Desde la perspectiva de la ética las personas deberían contar con oportunidades similares. Aunque eso es imposible, no sobra reiterar que la ética no es imparcial. Es parte de las estructuras íntimas de la sociedad. La ética debe vincularse con la dignidad, con la libertad, con la autonomía. Debe ofrecer al ser humano, como bien explicó el filósofo alemán Immanuel Kant, la posibilidad de que cualquier persona sea un fin en sí mismo y no deba ser tratado como un simple medio. Cuando esas virtudes son pisoteadas, cuando es menester recurrir a nuevos términos o reflexionar en el significado de las nuevas epidemias –deforestación, desertificación, pérdida de la capa de ozono, un millón de seres humanos hambrientos– es obligado cuestionar. Y no sólo cuestionar: condenar.

Frente a las lacras y a los neologismos expuestos, ¿es moral o es inmoral hablar de esperanza? Desde la tradición de las escuelas que nos sustentan –la familia, la educación, las religiones– la ética debería imperar y ser plataforma para sembrar y replantear los significados de la esperanza. En un mundo donde predominan la corrupción, la injusticia, las lacras políticas imperantes y el imparable narcotráfico hablar de esperanza es inmoral.

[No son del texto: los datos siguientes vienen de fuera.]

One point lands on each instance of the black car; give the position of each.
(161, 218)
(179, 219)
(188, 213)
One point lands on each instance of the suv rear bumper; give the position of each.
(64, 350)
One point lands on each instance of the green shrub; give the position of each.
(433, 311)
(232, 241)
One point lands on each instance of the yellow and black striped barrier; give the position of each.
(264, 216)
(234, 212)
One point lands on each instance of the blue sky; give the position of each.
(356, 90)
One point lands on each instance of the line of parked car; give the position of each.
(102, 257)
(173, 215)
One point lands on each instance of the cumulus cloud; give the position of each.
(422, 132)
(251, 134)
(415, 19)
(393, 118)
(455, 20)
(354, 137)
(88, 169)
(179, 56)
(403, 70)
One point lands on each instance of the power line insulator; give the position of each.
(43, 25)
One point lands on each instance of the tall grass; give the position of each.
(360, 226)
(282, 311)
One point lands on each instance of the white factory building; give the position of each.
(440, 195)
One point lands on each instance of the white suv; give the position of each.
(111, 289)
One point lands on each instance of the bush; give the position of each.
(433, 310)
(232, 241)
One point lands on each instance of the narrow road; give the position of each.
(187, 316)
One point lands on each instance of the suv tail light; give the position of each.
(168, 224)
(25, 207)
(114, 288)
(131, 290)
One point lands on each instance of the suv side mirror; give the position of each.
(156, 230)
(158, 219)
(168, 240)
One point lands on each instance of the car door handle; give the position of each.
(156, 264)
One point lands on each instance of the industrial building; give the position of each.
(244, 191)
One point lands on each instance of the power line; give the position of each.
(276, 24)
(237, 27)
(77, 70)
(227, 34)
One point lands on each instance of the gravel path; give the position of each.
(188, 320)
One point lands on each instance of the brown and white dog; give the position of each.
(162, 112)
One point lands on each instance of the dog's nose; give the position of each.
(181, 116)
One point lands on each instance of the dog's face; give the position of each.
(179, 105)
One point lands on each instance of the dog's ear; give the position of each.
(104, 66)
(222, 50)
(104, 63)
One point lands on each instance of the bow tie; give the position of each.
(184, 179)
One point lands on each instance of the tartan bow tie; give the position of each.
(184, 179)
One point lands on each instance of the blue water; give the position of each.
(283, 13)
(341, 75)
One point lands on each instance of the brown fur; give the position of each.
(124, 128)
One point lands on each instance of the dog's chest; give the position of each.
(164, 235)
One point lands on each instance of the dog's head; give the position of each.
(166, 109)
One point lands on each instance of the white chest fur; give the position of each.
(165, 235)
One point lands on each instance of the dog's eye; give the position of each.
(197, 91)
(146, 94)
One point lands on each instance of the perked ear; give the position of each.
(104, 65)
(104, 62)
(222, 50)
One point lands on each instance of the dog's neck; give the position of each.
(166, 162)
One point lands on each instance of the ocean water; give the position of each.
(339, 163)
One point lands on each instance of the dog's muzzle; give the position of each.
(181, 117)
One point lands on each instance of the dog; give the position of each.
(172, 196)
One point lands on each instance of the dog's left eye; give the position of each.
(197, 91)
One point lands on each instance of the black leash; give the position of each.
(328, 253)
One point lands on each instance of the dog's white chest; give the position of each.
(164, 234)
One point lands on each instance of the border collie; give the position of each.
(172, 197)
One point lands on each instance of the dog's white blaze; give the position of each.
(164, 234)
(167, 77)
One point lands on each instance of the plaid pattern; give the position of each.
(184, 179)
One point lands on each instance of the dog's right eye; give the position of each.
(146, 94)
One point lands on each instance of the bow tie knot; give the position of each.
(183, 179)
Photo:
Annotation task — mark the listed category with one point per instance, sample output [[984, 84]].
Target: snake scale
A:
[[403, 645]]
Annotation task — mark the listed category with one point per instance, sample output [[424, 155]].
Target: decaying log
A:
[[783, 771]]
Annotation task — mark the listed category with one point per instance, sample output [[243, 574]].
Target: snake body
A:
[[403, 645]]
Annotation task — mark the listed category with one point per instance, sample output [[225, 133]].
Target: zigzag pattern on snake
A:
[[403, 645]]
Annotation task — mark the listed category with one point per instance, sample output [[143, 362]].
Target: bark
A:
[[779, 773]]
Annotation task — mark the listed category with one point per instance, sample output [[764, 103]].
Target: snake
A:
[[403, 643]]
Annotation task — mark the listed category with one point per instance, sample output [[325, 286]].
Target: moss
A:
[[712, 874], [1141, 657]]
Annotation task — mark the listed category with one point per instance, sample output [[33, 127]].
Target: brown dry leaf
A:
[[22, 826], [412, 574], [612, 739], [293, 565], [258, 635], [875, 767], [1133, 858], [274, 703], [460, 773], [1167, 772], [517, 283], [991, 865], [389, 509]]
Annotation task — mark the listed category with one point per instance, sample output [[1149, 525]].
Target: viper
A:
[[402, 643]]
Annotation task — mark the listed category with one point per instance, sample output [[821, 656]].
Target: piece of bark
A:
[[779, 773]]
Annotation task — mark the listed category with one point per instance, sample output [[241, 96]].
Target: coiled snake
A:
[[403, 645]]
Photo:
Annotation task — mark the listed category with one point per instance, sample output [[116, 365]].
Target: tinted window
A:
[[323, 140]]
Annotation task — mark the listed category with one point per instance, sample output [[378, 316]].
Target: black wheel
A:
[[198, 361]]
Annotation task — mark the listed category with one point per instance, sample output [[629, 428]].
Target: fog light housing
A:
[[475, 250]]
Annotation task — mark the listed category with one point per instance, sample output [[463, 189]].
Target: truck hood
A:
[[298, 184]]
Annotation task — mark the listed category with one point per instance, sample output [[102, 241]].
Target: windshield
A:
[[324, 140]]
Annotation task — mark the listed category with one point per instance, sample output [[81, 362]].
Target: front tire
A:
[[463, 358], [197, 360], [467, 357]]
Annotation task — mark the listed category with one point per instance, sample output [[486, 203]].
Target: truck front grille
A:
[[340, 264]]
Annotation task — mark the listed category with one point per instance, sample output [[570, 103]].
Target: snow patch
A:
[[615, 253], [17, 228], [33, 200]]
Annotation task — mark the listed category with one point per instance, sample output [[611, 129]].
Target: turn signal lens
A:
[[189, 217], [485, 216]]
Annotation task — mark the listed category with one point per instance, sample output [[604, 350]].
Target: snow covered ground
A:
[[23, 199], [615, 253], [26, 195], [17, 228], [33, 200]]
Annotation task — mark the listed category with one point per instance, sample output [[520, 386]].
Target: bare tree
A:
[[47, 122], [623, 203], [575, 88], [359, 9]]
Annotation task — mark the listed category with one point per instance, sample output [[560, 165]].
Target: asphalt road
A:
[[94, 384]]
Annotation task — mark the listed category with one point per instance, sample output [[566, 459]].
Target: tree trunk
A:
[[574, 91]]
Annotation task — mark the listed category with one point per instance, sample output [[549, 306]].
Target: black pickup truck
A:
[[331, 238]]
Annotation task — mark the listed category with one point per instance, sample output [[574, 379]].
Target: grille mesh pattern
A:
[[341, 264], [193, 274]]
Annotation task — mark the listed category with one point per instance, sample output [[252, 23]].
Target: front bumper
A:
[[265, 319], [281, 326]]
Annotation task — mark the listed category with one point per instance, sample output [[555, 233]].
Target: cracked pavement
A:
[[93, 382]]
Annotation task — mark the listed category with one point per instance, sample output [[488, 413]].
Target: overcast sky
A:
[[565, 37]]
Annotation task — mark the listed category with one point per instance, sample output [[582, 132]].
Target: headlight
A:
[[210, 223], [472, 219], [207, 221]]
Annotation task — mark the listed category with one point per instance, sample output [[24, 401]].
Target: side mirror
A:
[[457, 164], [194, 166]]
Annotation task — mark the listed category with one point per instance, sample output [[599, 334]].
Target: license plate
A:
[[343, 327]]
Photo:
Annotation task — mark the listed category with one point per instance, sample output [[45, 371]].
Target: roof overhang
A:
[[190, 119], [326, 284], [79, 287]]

Bien dijo el rector de la Universidad Nacional Autónoma de México, José Narro, al recibir el premio Príncipe de Asturias: La modernidad debe traducirse en mejores condiciones para los excluidos de siempre. El verdadero saber no es neutro, debe estar impregnado de compromiso social. El significado de la palabra esperanza en los excluidos de siempre es diferente al de los diccionarios y al de quienes contamos con el privilegio de la voz. Las ilusiones de los pobres no van mucho más allá de un presente diminuto, de un tiempo contable en horas, de una iniciativa que se difumina antes de expresarse, de un deseo siempre postergado, de una iniciativa con frecuencia frustrada y de la cruel certeza de constatar que la voluntad tropieza sin remedio. Es por eso que las viejas preguntas no son viejas: ¿es más factible construir a partir de la realidad del escepticismo o de la irrealidad del optimismo?

En defensa de la bondad de la vida, siguiendo a Claudio Magris, debo citar a Kant y a Péguy. El primero se preguntaba, ¿qué puedo esperar? ante el Mal radical que se erige victorioso, y responde que a consecuencia de la visión de la devastación es menester que la necesidad no sea la única realidad, por lo que justifica la esperanza, experta en desesperación. Por su parte, Péguy explica que la virtud más grande es la desesperación, precisamente porque es tan difícil –pero, precisamente por eso, necesaria– ver cómo van las cosas y esperar que, no obstante esto, mañana sean diferentes.

Sin embargo, regreso a la realidad: sin esperanza el presente duele y el futuro no se avista. Si el entorno no se modifica la desesperanza seguirá creciendo al mismo ritmo que los excluidos. Pretender que los seres humanos excluidos construyan ilusiones en un mundo donde la moral depende de la sinrazones del poder, en cualquiera de sus formas, es inmoral.